The Mei HaShiloach’s highly unusual teachings are becoming more and more relevant in our days, as we face greater challenges to Halacha and the Jewish lifestyle. Among these challenges are the establishment of the State of Israel, numerous religious crises, and the challenge of modernity. Can Halacha—which can no longer rely on the strict adherence to its rules, but gets more and more dependent on its ideological and spiritual message and spirituality—guide us in the future?

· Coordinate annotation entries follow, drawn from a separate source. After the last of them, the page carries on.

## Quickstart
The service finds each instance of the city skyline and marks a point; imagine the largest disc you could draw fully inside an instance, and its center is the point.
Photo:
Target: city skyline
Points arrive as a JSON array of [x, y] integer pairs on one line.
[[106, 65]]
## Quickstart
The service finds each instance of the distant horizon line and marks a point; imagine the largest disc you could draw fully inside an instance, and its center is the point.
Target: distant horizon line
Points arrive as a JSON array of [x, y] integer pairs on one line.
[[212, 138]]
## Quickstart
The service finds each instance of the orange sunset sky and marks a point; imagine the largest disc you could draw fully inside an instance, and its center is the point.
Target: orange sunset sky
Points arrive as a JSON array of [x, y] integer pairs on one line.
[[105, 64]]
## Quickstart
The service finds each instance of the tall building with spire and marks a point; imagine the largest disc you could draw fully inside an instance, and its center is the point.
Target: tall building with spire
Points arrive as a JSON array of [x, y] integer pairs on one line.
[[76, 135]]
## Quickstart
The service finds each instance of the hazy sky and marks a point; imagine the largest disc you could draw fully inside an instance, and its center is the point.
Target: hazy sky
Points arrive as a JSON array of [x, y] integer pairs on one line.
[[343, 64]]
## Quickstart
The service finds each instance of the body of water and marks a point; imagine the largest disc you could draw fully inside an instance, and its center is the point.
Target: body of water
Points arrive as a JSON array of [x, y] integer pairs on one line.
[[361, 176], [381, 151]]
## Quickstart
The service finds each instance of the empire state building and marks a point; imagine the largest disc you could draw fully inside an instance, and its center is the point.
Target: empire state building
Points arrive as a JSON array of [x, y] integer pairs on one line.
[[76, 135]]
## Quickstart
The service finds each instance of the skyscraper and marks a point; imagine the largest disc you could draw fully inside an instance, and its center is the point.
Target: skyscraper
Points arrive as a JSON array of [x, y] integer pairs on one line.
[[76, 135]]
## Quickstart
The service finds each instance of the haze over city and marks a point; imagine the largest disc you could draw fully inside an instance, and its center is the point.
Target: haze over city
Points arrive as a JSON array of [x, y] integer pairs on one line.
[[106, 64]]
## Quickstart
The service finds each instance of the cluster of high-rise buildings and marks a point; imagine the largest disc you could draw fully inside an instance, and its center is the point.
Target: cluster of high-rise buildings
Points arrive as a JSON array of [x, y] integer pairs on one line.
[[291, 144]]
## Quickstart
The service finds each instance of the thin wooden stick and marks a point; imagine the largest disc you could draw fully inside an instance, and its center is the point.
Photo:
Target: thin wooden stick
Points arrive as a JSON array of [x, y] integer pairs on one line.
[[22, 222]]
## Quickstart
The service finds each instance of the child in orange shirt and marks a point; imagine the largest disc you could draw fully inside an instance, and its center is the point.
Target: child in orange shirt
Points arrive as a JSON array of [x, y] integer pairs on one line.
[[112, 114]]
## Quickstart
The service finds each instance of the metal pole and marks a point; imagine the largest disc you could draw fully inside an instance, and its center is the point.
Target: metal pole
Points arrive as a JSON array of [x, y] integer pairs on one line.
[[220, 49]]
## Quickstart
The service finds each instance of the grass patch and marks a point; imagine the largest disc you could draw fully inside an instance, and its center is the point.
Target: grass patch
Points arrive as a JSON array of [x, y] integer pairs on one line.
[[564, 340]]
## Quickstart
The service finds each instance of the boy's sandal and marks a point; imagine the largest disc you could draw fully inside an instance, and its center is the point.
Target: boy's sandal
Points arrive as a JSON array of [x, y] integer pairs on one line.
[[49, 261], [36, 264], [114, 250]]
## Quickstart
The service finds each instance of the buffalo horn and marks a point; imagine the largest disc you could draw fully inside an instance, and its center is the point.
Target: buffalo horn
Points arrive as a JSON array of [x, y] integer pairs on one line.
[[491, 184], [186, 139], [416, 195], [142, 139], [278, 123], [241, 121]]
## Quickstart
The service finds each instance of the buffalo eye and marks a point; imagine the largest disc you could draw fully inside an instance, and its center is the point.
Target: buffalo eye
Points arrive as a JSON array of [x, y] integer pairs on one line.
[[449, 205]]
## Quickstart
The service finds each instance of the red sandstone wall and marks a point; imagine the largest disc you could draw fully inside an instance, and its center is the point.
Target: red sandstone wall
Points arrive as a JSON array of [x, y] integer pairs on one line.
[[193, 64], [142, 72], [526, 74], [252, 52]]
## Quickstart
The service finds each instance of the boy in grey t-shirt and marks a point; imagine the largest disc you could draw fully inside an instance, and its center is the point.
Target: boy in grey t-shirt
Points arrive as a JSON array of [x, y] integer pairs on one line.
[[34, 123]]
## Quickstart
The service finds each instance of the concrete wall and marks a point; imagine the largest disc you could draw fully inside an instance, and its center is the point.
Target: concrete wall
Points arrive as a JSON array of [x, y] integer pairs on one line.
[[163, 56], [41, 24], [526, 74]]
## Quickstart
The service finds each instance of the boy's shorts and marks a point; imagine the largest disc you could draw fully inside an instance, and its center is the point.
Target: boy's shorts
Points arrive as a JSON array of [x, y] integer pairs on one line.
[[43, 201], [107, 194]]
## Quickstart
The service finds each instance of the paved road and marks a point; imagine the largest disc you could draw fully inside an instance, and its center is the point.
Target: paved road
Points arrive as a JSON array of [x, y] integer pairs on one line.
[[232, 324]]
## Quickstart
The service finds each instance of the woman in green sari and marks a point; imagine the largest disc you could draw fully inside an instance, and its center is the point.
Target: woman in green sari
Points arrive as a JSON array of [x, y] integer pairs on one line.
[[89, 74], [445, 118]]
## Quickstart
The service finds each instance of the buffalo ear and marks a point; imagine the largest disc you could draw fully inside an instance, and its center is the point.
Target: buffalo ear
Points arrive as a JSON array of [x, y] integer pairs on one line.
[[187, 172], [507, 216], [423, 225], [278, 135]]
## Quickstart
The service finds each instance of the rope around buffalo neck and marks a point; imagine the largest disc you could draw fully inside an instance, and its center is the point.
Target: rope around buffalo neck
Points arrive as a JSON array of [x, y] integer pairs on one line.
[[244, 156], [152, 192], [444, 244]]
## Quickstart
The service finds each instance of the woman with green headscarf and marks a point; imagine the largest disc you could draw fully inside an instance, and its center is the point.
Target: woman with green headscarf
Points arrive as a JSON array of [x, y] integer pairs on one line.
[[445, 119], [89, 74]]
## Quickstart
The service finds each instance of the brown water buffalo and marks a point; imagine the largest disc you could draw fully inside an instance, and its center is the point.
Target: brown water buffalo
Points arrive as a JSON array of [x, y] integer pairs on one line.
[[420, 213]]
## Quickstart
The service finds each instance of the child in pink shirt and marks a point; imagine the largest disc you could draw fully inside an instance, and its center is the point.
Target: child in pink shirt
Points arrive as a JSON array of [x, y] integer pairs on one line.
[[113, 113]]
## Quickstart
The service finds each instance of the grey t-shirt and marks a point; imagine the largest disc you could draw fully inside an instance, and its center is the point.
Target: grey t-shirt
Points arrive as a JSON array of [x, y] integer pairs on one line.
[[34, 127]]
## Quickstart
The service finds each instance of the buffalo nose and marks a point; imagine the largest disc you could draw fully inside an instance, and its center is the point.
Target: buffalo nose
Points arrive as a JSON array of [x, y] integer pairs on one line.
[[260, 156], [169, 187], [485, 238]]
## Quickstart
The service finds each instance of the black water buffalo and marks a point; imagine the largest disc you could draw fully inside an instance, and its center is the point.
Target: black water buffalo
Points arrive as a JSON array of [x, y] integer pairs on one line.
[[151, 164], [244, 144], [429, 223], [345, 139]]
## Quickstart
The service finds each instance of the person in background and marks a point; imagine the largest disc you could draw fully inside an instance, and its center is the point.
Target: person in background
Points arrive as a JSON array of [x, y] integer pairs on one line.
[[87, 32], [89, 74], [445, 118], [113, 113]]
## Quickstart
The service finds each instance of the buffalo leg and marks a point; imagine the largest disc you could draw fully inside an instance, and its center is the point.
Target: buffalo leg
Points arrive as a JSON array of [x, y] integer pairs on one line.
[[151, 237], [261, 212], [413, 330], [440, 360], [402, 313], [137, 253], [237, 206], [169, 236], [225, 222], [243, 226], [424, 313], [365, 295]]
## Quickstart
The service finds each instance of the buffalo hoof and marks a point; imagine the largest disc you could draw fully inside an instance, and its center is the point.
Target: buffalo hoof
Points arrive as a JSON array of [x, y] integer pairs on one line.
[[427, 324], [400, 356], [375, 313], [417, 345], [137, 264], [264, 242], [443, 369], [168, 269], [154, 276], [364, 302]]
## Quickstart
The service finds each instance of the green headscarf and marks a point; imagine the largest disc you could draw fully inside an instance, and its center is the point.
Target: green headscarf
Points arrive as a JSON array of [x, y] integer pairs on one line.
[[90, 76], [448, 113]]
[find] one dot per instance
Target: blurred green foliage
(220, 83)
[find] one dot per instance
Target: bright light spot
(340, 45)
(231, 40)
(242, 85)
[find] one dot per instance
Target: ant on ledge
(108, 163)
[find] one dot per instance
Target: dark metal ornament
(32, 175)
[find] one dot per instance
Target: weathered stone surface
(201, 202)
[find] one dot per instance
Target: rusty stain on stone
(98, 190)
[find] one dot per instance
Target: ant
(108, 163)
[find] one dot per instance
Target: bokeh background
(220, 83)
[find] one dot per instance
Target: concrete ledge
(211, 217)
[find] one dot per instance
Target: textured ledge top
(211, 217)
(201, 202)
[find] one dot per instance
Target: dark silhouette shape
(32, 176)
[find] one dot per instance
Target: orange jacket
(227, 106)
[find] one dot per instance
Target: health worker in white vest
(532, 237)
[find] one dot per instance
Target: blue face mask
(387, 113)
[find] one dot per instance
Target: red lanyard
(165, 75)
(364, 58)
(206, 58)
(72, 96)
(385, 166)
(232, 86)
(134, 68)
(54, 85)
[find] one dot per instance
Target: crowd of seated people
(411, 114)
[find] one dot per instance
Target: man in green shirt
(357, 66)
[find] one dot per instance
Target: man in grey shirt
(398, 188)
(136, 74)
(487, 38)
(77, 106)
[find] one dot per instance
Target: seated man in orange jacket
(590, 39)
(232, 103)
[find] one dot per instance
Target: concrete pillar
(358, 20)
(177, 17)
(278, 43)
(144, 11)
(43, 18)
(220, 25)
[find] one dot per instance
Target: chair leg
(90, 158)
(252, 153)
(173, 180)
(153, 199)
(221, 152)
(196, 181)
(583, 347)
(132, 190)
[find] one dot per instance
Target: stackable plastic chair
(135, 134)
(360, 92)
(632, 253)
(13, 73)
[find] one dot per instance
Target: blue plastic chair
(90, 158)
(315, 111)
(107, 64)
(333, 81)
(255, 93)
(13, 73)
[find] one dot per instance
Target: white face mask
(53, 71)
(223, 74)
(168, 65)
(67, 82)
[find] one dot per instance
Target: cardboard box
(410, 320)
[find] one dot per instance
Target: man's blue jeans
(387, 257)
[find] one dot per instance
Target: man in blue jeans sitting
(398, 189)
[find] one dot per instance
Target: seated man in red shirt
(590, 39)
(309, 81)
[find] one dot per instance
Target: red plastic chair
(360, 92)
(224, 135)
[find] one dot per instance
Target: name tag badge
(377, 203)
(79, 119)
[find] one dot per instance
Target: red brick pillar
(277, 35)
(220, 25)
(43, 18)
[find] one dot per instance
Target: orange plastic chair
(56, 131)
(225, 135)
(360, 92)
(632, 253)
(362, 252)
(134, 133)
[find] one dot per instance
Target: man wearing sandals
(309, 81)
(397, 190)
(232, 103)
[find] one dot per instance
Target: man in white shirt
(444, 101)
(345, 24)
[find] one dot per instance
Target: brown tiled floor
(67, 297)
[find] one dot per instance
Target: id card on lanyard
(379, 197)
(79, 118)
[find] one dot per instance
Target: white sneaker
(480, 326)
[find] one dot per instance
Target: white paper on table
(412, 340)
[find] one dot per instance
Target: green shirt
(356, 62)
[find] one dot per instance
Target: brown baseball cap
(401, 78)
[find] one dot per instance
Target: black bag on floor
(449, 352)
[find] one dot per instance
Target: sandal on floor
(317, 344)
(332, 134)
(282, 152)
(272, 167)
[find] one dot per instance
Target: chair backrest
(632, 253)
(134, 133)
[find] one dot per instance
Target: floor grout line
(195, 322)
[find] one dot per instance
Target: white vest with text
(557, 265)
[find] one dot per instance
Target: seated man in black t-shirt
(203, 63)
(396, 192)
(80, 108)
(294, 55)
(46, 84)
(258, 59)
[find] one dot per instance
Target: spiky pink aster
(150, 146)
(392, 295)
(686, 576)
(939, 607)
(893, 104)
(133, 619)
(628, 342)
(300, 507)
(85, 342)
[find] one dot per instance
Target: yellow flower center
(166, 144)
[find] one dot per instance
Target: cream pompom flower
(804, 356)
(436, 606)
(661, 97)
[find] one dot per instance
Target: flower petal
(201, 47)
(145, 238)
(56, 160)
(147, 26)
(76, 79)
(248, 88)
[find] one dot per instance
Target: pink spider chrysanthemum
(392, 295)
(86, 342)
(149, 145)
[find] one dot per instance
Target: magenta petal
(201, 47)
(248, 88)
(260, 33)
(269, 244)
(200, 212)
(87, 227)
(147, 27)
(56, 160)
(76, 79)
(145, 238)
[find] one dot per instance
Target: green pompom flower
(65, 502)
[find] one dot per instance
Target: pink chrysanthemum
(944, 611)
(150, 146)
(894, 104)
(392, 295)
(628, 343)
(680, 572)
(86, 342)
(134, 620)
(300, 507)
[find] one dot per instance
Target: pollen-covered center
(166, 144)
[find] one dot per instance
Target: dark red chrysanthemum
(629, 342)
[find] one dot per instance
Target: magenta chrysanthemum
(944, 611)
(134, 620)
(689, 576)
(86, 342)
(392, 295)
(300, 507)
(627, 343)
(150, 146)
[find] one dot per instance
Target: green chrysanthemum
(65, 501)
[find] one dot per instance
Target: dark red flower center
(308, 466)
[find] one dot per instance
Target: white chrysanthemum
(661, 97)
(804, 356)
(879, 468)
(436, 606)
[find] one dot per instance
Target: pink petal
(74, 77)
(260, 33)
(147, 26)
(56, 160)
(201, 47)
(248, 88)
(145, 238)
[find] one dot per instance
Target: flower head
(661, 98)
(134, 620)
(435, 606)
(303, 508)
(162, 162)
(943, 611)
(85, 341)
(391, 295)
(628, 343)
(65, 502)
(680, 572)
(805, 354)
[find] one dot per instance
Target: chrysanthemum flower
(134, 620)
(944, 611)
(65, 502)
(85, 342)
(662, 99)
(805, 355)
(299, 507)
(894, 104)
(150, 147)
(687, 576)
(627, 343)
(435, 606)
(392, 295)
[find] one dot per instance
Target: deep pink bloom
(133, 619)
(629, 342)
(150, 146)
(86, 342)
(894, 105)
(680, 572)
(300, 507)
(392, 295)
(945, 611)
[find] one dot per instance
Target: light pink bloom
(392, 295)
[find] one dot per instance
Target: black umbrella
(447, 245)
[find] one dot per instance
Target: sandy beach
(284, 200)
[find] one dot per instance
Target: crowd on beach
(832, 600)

In these trying times, it is of great value to focus on spiritual matters that may move us to a different plain. This will give us comfort, broaden our minds and enlarge our souls, as we carefully follow all the health regulations prescribed by our authorities. Here is the fourth part of Yehudah DovBer Zirkind’s reflections on the ideas of the Mei HaShiloach and my own comments.
The two different approaches to the Torah: the “perfect Torah” and the “evolving Torah” approaches are related to a broader theological question about the nature of the mitzvot: Do the mitzvot reflect God’s ultimate and unconditional will (kvayachol), or do they reflect God’s instrumental will for humanity, providing an instruction manual for how to redeem the world? In other words, is the main purpose of the mitzvot for the sake of God (i.e. that humankind should fulfill God’s wishes) or for the sake of man (i.e. that God’s plan for humanity should be realized)?
The giving of the Torah has radically altered the course of Judaism and we cannot revert to a pre-Torah age. Nevertheless, Rabbi Cardozo believes that the vision and spirit of this formative era, i.e. the vibrancy of an inchoate and incipient Judaism – or to borrow a metaphor from biology, a “stem cell” based Judaism – should be kept alive and maintained as a counterweight against the ethos of textual fixation and rigid Halachic codification which is so prevalent within the contemporary Orthodox Jewish world.